I’ve spent the morning giving some thought to my newspaper subscription to the Chicago Tribune. I currently get the paper delivered seven days a week, but I’m pretty dissatisfied. Since their grand redesign earlier this year, they have moved to making the paper 50% advertising/50% content, and a good portion of the content is from the Associated Press, which I can read for free online from numerous outlets. While their local coverage is serviceable, their world coverage has been pretty lacking, reducing many important stories to a one-sentence blurb on a hard-to-read world map – very USA Today-esque. They also cut out a couple of comics that I liked and shrank the rest. I’ve been giving thought to dropping my subscription but didn’t have a good alternative. I’m a news junkie, and I like to know not just what’s going on in the world but what it means as well. NPR gives a nice glimpse of that but since I only have a 5-10 minute commute, that doesn’t give me a lot of listening time.

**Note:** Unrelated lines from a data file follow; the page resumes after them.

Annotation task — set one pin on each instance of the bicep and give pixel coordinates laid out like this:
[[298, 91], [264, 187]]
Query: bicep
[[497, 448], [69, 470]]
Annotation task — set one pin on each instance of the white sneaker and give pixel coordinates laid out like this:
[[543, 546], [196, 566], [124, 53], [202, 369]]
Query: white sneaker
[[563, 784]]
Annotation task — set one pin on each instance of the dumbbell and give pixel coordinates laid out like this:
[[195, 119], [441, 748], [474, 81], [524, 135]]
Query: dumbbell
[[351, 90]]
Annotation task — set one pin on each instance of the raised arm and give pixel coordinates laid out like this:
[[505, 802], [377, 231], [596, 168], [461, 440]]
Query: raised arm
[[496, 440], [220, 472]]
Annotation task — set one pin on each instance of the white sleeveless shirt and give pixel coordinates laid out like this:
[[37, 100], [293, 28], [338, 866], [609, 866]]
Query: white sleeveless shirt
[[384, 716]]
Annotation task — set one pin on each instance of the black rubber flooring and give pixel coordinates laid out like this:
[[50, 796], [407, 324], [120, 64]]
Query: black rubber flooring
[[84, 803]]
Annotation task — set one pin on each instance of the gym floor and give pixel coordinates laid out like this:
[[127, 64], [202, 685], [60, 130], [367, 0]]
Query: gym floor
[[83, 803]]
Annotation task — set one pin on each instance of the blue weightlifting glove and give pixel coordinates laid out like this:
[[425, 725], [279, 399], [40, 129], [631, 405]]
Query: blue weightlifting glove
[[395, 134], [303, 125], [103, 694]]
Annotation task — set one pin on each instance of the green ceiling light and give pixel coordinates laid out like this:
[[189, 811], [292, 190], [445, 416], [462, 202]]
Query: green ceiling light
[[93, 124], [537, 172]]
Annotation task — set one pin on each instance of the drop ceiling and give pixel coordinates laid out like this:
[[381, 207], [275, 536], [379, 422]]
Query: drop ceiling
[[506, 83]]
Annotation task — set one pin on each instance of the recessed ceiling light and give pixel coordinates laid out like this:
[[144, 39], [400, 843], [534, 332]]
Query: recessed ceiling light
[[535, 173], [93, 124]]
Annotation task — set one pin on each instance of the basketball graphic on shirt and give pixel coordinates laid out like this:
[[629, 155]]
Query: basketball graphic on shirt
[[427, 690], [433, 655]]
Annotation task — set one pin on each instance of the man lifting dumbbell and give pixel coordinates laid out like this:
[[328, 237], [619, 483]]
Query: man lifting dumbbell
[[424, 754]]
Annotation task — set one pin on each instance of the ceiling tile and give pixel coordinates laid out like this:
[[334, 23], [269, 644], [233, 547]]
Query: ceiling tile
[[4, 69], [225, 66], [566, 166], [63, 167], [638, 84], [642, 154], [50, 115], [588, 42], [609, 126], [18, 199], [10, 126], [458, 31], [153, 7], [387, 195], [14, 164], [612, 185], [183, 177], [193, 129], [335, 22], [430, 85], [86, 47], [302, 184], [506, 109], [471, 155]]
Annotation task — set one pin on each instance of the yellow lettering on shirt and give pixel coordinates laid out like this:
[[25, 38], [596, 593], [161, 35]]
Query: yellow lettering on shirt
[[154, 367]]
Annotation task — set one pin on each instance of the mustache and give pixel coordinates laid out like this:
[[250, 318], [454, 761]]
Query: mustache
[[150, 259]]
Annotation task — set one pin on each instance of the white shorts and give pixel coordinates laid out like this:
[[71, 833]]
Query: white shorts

Earlier this week there was the big story that the Christian Science Monitor was going to cease daily paper publication and move to a net-only presence with a paper version mailed out weekly. This reminded me of the late, lamented Monitor Radio. That was a radio show that played on various NPR outlets until 1997 that I always enjoyed and respected. Knowing the quality of CSM’s reporting, I checked out their daily “treeless” edition, a 20-page PDF that is emailed every morning. With that, I think I may have found a good replacement for the Tribune. I subscribe to many different RSS feeds using Google Reader, so while I get my world and national news from the Monitor, I can get local news with feeds from the Tribune, the Sun-Times, the Daily Herald, and the News-Sun, all of which are updated continuously. I already follow several blogs on the Tribune’s site (The Stew and Tower Ticker) so I get the content I like there before it ever sees print. Comics? The Houston Chronicle lets you build your own comics page for free. Yeah, you don’t get Sunday comics, but to be honest those mostly suck anyway.

Looks like I’ve found my new media mix!